Katı’ sanatıyla ilgili hiç bir şey bilmezken yarım saat içinde görsel olarak tatmin oldum ama daha fazla bilgiye sahip olma merakım beni yalnız bırakmadı ve araştırmaya başladım. 16. yüzyıldan beri kullanılan geleneksel sanatlarımızdan bir tanesi olmakla birlikte desen, motif veya yazının özel bir teknikle oyulup başka bir zemine yapıştırılmasıyla uygulanıyormuş Katı’ Sanatı. Katı’nın anlamı da Osmanlıca’dan geliyor kesme, kesilme, kat edilen demekmiş. Bu sanat dalına en çok yakışan çiçek, bitki, vazo, doğa manzarası ve hayvan figürleri.
Emel Ogan 12 yıldır profesyonel olarak Katı’ sanatını icra ediyor ve bu sergide katı’ ve minyatürden 70 tane eserine yer veriyor.
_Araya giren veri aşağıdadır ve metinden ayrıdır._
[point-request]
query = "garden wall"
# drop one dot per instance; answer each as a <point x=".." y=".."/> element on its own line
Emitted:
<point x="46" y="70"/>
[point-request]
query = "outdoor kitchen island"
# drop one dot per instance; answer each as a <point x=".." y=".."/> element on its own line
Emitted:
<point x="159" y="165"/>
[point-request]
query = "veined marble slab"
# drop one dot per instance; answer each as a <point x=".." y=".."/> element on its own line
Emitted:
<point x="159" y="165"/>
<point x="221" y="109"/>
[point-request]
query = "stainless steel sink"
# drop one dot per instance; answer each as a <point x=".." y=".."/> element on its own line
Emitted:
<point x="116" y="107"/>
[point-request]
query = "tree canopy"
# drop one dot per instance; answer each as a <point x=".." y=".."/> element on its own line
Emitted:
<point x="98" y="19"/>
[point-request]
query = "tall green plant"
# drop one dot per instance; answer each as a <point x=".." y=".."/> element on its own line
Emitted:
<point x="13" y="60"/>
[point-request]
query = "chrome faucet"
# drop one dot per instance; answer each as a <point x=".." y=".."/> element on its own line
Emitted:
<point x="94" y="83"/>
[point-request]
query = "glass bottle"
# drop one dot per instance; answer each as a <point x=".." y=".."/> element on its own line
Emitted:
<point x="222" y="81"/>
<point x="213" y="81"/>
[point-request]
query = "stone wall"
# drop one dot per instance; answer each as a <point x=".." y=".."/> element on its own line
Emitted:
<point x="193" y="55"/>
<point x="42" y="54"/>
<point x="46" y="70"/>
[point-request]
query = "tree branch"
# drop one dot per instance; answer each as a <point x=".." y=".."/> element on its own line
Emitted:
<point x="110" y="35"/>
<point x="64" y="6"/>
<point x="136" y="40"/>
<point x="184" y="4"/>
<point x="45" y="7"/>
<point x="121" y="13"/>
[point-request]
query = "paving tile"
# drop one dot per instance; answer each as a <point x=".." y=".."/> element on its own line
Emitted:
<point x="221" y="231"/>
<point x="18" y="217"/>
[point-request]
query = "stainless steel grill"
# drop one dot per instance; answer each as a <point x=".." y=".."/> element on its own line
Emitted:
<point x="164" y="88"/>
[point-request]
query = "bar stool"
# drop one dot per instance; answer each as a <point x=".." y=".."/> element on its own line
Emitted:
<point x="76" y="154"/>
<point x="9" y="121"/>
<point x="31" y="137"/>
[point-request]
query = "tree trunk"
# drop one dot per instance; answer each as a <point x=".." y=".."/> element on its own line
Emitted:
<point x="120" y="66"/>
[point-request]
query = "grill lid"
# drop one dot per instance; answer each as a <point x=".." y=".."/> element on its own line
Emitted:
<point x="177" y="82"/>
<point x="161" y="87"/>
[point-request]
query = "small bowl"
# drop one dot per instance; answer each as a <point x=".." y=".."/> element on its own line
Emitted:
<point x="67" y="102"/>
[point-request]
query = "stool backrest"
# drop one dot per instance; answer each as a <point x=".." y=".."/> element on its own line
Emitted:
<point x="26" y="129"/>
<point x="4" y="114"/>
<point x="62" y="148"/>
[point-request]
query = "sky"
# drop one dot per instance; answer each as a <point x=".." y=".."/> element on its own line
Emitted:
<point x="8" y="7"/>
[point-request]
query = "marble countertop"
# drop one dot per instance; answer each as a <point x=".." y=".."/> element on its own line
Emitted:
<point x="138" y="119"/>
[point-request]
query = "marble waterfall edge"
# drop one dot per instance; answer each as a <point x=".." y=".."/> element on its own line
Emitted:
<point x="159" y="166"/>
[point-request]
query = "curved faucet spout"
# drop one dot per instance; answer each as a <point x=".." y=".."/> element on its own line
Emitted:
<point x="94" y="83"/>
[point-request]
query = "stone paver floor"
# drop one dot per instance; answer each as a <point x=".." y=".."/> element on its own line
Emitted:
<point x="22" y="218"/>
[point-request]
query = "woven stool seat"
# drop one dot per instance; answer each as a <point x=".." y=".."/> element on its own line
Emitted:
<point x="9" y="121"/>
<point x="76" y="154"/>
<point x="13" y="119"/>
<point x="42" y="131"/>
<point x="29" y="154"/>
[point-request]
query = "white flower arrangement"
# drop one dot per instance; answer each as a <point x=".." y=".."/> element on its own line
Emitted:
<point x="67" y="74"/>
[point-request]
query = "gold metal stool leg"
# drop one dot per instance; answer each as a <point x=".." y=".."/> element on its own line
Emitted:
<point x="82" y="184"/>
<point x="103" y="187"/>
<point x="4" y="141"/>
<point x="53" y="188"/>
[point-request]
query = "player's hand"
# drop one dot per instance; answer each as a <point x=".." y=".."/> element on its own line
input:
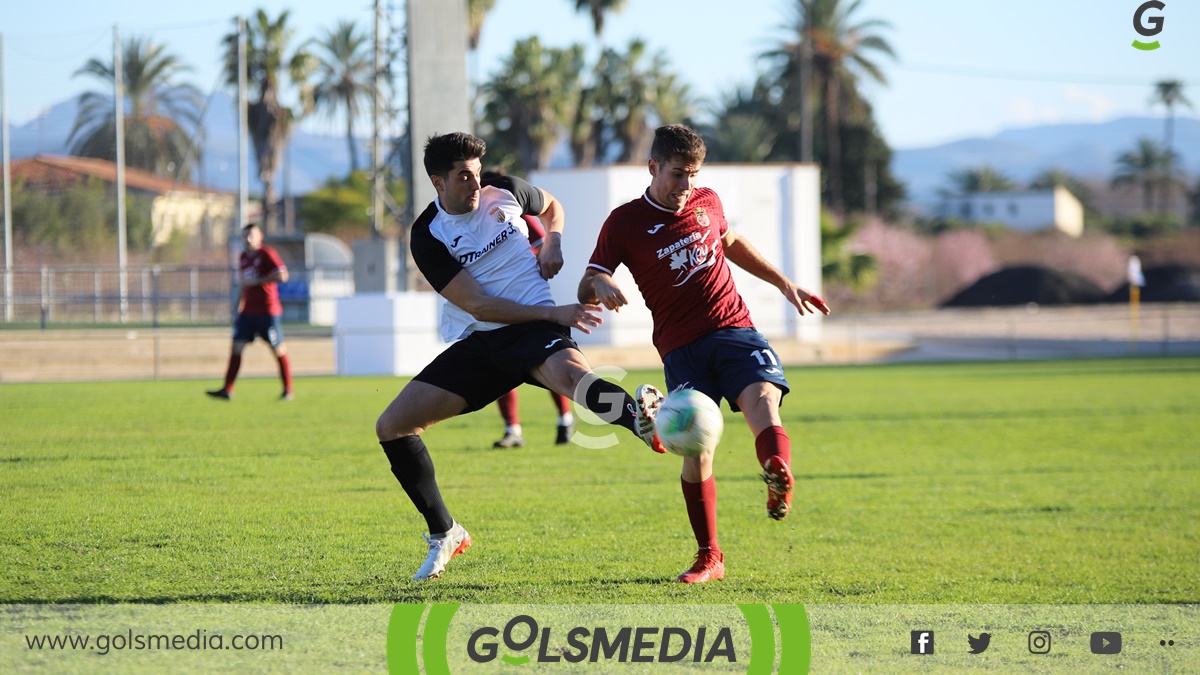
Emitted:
<point x="607" y="292"/>
<point x="550" y="256"/>
<point x="804" y="300"/>
<point x="585" y="317"/>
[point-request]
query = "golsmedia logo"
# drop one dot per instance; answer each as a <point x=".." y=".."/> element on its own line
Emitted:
<point x="1147" y="25"/>
<point x="442" y="639"/>
<point x="642" y="644"/>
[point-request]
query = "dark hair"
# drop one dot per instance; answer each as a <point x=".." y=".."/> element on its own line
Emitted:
<point x="677" y="141"/>
<point x="442" y="151"/>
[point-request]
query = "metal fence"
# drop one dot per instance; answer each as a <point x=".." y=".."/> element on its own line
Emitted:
<point x="155" y="294"/>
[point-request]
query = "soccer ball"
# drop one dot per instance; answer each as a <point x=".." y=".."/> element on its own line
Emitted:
<point x="689" y="423"/>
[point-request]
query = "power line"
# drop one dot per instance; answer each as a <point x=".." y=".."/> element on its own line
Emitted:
<point x="989" y="73"/>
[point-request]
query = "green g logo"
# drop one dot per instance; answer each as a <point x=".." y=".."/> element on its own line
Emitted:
<point x="1147" y="27"/>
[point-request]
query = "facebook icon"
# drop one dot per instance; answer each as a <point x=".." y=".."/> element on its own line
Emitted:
<point x="922" y="641"/>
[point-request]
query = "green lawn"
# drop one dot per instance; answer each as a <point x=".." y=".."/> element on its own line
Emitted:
<point x="1050" y="483"/>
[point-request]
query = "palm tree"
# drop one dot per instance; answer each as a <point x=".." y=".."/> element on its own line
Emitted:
<point x="159" y="113"/>
<point x="1170" y="94"/>
<point x="1150" y="167"/>
<point x="531" y="101"/>
<point x="598" y="9"/>
<point x="477" y="11"/>
<point x="979" y="179"/>
<point x="742" y="131"/>
<point x="345" y="69"/>
<point x="270" y="120"/>
<point x="840" y="52"/>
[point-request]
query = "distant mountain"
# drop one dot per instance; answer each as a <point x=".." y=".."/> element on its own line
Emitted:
<point x="1087" y="150"/>
<point x="312" y="159"/>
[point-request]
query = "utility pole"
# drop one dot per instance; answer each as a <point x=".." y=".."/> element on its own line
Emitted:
<point x="243" y="169"/>
<point x="377" y="174"/>
<point x="7" y="189"/>
<point x="805" y="87"/>
<point x="119" y="114"/>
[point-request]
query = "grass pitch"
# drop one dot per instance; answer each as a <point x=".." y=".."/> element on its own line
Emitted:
<point x="1065" y="482"/>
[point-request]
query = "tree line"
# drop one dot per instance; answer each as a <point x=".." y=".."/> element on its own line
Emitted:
<point x="540" y="99"/>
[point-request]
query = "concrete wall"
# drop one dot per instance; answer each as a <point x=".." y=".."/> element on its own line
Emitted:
<point x="1057" y="209"/>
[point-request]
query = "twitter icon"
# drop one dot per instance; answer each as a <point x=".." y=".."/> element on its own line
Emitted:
<point x="979" y="645"/>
Benim favorilerim hayat ağacı serileri. Eserlerinden örnekleri aşağıdaki linkten görebilirsiniz fakat size tavsiyem sergiye gidip daha yakından incelemeniz. Emin olun pişman olmayacaksınız…
Ben, Katı Sanat eserlerini ilk kez Güzelbahçe’de bir kafe sahibi beni imza günü için davet ettiğinde görmüş ve hayran kalmıştım. Kursiyerlerin sabır ile o kağıtları kesmeleri ve ortaya çıkardıkları eserler muhteşemdi. Tabi kafe el değiştirdi ve ben sonrasında gittiğimde duvarları süsleyen o güzelim eserleri göremeyince çok üzülmüştüm.,.
Yazın bir çok okura belki de hiç duymadıkları bu sanat ile ilgili güzel bilgiler vermiş kuzum. Emeğine sağlık…
İzmir’de öyle bir kafe olduğunu bilmiyordum, el değiştirmesi keyifsiz olmuş.
Ben de 2012 yılında Katı’ sanatıyla tanıştım ve çok sevdim umarım herkes için keyifli bir yazı olmuştur ?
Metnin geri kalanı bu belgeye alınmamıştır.